Please join Deacon Anthony Brown for three (3) consecutive Sundays beginning September 30th to learn more about the life and times of the prophet Elijah.

These uplifting and edifying sessions will lead up to the LMC concert on Sunday, October 14th, at 3:00pm at Holy Spirit.

All sessions will begin at 11:15am following the 10am Mass on Sunday in the Dining Commons and will last about an hour.
Please consider joining Deacon Anthony Brown on this enjoyable study of the life and times of Elijah.

Mark Walker, Conductor & Artistic Director
Rick Moon, Assistant Conductor
Jack Griffin, Concertmaster
Jessica Mills, soprano
Mary Wilson Redden, soprano
Julianne Horton, alto
Bill Coleman, tenor
Alexander Redden, bass

 

About the composer

Felix Mendelssohn-Bartholdy (1809-1847) from his first visit to England in 1829, fascinated the English, who soon came to love him and his work.  This included the King and Queen.  In 1836, his oratorio St. Paul (Op. 36) was a great success at the triennial music festival in Birmingham, England.  A decade later he was asked to direct the festival and to provide an oratorio for the occasion.  The result was Elijah (Op. 70), with a German libretto by his old friend Julius Schubring (1806-1899) and, since it was to be premiered in Birmingham, a brilliant English paraphrase of the libretto by William Bartholomew (1793-1867).  Our text will be Bartholomew’s English.
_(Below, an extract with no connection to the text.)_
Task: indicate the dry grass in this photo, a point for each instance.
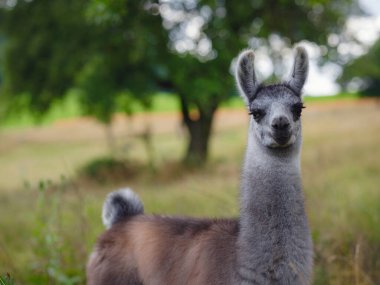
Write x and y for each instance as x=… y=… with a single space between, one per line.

With the exception of a period at the end of the 19th century, influenced to a large degree by Richard Wagner’s virulent antisemitism, Mendelssohn’s oratorio Elijah has been, in the minds and hearts of the musical world, second only to Handel’s Messiah.  Mendelssohn combines in his compelling drama the best of the classical and the early romantic musical ideals.  Like Handel and Haydn before him, Mendelssohn understood the power of the oratorio.

Elijah background

The story of Elijah comes primarily from 1st and 2nd Kings, but Mendelssohn’s librettist also drew from other books of the Old Testament, among them Jeremiah, the Psalms, and Isaiah, as well as—late in the work—a verse from the Gospel of Matthew.  The oratorio takes place during the time of Ahab, King of Israel, who has married Jezebel, a devout worshiper of the pagan fertility god Baal.  The prophet Elijah speaks for the Lord God of Israel.  The conflicts between Elijah and the worshipers of Baal come powerfully alive in Mendelssohn’s music.